The problem with sugar

Notwithstanding news of Customs agents’ almost daily raids on warehouses that yield sugar allegedly smuggled, or probably being hoarded, the nagging question is, if the sugar shortage is real, how bad is it?

“Our current sugar crop production is down to 1.8 million tons… The La Niña effect (more storms, above-normal rainfall) has exacerbated the deficit,” Jose Mari Chan, the singer who owns a sugar milling business and is an officer of the Philippine Sugar Millers Association, told Daily Tribune in a text message.

The PSMA website says it “consists of 16 mills which produce 78 percent of the total Philippine sugar production… It carries considerable weight in policy formulation in the industry in conjunction with the Sugar Regulatory Administration.”
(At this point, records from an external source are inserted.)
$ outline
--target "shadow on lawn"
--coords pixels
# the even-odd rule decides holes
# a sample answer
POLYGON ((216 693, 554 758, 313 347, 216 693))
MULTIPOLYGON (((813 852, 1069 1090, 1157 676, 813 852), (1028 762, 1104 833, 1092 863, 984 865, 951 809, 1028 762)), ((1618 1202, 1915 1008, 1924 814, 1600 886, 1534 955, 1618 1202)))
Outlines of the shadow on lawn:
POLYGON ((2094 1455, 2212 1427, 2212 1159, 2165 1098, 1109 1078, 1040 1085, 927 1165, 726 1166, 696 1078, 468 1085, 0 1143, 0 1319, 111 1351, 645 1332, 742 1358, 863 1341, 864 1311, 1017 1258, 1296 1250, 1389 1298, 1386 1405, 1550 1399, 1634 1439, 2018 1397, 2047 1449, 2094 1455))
Ordinary Filipinos might be surprised to know there is a problem, although they’re the ones to directly feel its effect — especially one day in August when they woke up to find sugar, which they used to buy at P57 to P60 a kilo in February, suddenly cost P100.
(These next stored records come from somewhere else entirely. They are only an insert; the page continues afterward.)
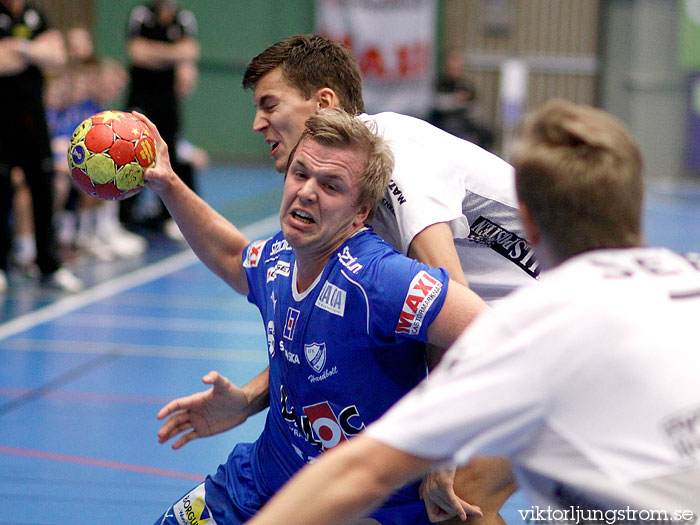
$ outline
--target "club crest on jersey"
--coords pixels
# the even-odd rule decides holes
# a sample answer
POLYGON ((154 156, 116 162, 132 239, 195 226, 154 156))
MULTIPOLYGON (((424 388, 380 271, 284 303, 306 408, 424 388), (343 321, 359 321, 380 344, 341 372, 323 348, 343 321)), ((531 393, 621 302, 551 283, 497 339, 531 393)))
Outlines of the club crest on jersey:
POLYGON ((267 282, 274 281, 278 275, 289 277, 289 262, 277 261, 277 264, 267 269, 267 282))
POLYGON ((474 221, 467 238, 472 242, 488 246, 531 277, 537 277, 540 273, 537 259, 534 257, 530 244, 522 237, 486 217, 480 215, 474 221))
POLYGON ((399 322, 396 324, 396 333, 415 335, 420 332, 425 314, 440 295, 440 290, 442 290, 440 281, 428 272, 420 271, 408 288, 399 322))
POLYGON ((255 268, 258 265, 266 242, 267 240, 250 243, 245 254, 245 261, 243 261, 244 268, 255 268))
POLYGON ((316 373, 320 373, 326 366, 326 343, 311 343, 304 345, 304 355, 306 362, 316 373))
POLYGON ((345 290, 326 281, 316 299, 316 306, 335 315, 345 315, 345 290))
POLYGON ((299 310, 290 306, 287 309, 287 320, 284 323, 284 333, 282 334, 285 339, 291 341, 294 338, 294 329, 297 326, 297 319, 299 319, 299 310))

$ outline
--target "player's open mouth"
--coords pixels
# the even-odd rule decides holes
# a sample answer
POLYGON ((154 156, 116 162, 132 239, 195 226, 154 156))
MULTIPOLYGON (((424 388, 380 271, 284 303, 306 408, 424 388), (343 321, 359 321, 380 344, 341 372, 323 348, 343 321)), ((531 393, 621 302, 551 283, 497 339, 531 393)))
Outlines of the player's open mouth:
POLYGON ((268 141, 267 143, 268 146, 270 146, 270 155, 274 155, 275 151, 279 147, 280 143, 279 142, 273 142, 273 141, 268 141))
POLYGON ((311 215, 303 211, 293 211, 292 217, 300 220, 301 222, 305 222, 306 224, 313 224, 315 222, 311 215))

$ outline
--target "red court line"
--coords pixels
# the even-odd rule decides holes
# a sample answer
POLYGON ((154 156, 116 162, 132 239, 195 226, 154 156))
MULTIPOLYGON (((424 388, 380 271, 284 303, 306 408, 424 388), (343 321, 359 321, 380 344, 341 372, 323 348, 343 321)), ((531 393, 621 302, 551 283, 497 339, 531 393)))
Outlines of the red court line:
POLYGON ((143 465, 131 465, 120 461, 109 461, 106 459, 88 458, 84 456, 73 456, 70 454, 59 454, 57 452, 46 452, 43 450, 31 450, 27 448, 4 447, 0 445, 0 454, 8 454, 11 456, 22 456, 26 458, 48 459, 50 461, 63 461, 65 463, 77 463, 80 465, 89 465, 91 467, 111 468, 114 470, 126 470, 129 472, 138 472, 140 474, 149 474, 152 476, 166 476, 169 478, 191 479, 194 481, 204 481, 204 476, 201 474, 190 474, 189 472, 178 472, 177 470, 168 470, 155 467, 146 467, 143 465))

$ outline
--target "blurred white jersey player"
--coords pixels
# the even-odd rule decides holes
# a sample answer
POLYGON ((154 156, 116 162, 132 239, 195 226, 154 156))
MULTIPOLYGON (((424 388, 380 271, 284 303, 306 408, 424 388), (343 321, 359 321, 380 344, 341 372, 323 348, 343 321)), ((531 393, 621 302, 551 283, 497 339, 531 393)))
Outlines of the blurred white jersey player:
POLYGON ((539 508, 700 513, 699 320, 700 256, 580 255, 478 319, 367 432, 421 457, 511 457, 539 508))

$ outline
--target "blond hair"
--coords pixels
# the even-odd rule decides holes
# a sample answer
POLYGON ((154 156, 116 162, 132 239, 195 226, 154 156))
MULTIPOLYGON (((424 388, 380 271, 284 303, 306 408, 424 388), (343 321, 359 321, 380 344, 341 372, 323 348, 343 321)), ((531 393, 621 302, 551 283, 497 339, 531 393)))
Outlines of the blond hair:
POLYGON ((306 139, 324 146, 356 149, 366 157, 360 174, 358 204, 370 207, 367 220, 371 220, 394 171, 394 155, 389 145, 375 130, 369 129, 341 108, 323 109, 309 117, 304 126, 299 141, 289 155, 286 171, 299 144, 306 139))
POLYGON ((642 157, 610 114, 549 101, 524 120, 511 162, 518 198, 558 262, 642 244, 642 157))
To understand the situation, a little history:

In the Philippines, the large-scale planting of sugarcane, the raw form of sugar, started in the 1700s during the Spanish colonization.

It became big business in the mid-1800s with the proliferation of sugar plantations in Luzon and the Visayas.
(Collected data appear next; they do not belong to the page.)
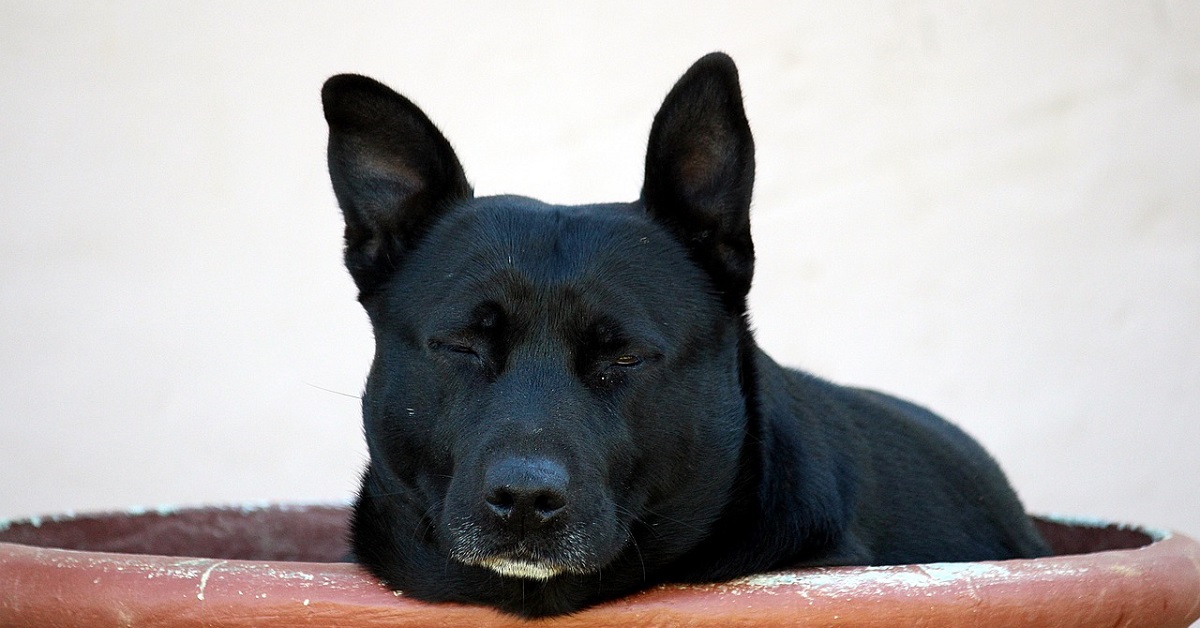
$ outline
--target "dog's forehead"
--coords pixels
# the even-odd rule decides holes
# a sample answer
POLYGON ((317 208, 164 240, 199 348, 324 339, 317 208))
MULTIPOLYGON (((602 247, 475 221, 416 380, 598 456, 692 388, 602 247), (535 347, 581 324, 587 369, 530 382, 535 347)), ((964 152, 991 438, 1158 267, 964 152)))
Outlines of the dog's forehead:
MULTIPOLYGON (((625 271, 654 273, 665 234, 632 205, 550 205, 518 196, 487 197, 454 212, 422 248, 437 265, 473 277, 520 275, 551 286, 625 271), (432 251, 430 249, 433 249, 432 251)), ((666 253, 669 257, 670 253, 666 253)))
POLYGON ((632 203, 473 199, 430 231, 407 266, 405 291, 434 309, 491 299, 571 316, 707 294, 683 248, 632 203))

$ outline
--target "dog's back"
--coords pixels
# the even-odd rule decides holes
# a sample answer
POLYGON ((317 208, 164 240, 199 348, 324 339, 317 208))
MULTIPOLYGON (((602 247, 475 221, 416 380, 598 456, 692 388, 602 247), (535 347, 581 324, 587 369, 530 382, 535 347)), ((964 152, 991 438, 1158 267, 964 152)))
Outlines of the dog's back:
MULTIPOLYGON (((791 399, 824 399, 814 420, 842 425, 844 440, 833 446, 848 449, 857 461, 847 549, 865 555, 852 562, 997 560, 1049 552, 999 465, 955 425, 880 392, 791 370, 787 381, 791 399)), ((806 405, 788 404, 773 425, 783 431, 803 425, 806 405)))

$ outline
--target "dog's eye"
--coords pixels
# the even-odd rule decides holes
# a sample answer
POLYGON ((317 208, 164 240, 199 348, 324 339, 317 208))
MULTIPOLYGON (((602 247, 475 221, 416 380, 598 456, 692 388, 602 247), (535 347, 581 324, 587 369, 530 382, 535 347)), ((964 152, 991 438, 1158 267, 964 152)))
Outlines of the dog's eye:
POLYGON ((447 367, 470 369, 489 381, 496 376, 497 366, 492 361, 494 354, 485 343, 472 344, 461 339, 431 340, 429 348, 432 350, 430 357, 447 367))
POLYGON ((636 355, 632 355, 632 354, 623 355, 623 356, 613 360, 613 364, 615 366, 637 366, 641 363, 642 363, 641 356, 636 356, 636 355))
POLYGON ((462 353, 464 355, 479 355, 479 353, 476 352, 475 348, 471 345, 450 344, 445 345, 445 348, 448 351, 453 351, 454 353, 462 353))
POLYGON ((463 355, 473 355, 473 356, 479 355, 479 353, 477 351, 475 351, 474 347, 472 347, 469 344, 463 343, 463 342, 445 342, 445 341, 441 341, 441 340, 431 340, 429 342, 429 347, 431 349, 439 349, 442 351, 449 351, 451 353, 461 353, 463 355))

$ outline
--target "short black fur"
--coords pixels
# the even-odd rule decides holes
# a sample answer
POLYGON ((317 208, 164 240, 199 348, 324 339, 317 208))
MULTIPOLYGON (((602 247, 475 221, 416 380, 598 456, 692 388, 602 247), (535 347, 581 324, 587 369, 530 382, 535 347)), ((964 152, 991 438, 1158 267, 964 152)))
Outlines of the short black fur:
POLYGON ((388 586, 538 617, 663 581, 1047 552, 963 432, 755 344, 727 56, 667 95, 630 203, 476 198, 403 96, 343 75, 322 99, 376 346, 351 539, 388 586))

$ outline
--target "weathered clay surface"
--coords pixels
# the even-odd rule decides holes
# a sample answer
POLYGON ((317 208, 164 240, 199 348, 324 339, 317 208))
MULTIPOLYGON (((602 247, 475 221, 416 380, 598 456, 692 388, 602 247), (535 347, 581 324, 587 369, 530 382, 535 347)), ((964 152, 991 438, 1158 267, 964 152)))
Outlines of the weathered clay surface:
MULTIPOLYGON (((158 509, 0 522, 0 626, 525 626, 388 591, 330 506, 158 509)), ((545 626, 1188 626, 1200 543, 1040 521, 1038 560, 809 569, 668 585, 545 626)))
The crop soon comprised the country’s top export to the United States during the American period in the 1900s. This went on even after the Philippines gained independence from the US in 1945.

It is said that the country exported over half of its sugar output to the US.

However, in recent years, sugar exports declined due to low farm productivity and higher domestic demand.

What’s more disconcerting is, Philippine protectionist policies, coupled with inefficient farming methods, have led to the country selling its sugar at a price higher than other countries.

The price of Philippine sugar was double the world price and Thai export prices in 2019, said the paper “An Assessment of Reform Directions for the Philippine Sugar Industry,” which the National Economic and Development Authority published in 2021.

In 2020, only 27 sugar mills were operating in the country. The reason is expense — at least P2 billion is needed to build a new factory with facilities for large-scale sugar production.

NEDA said the problems confronting the sugar industry are: Fragmented land ownership; lack of improved cane varieties; poor soil quality; inadequate irrigation; labor shortages; low farm mechanization; and inadequate financial capital.

Nonetheless, the sugar industry remains a major cog in the Philippine economy, contributing P86 billion annually.

According to NEDA figures, 500,000 people work in sugar farms.

Sugar is the fifth largest crop by value — after rice, bananas, corn, and coconuts. Total production of sugarcane reached $815 million in 2020.

The irony is, the percentage of sugar’s share as an agricultural gross domestic product was a mere 1.9 percent in 2018.

Contradictions aside, those in the sugar business have been sounding off the alarm of a serious supply shortage in the coming months, even as ordinary consumers talk among themselves.

A 59-year-old health-conscious executive told his wife, “If too much sugar causes diabetes, and one of the culprits is drinking too much soda or soft drinks, aren’t we supposed to feel glad that people will feel better with this sugar crisis?”

The wife replied: “Hahaha, but of course you know the problem is much more complicated than that.”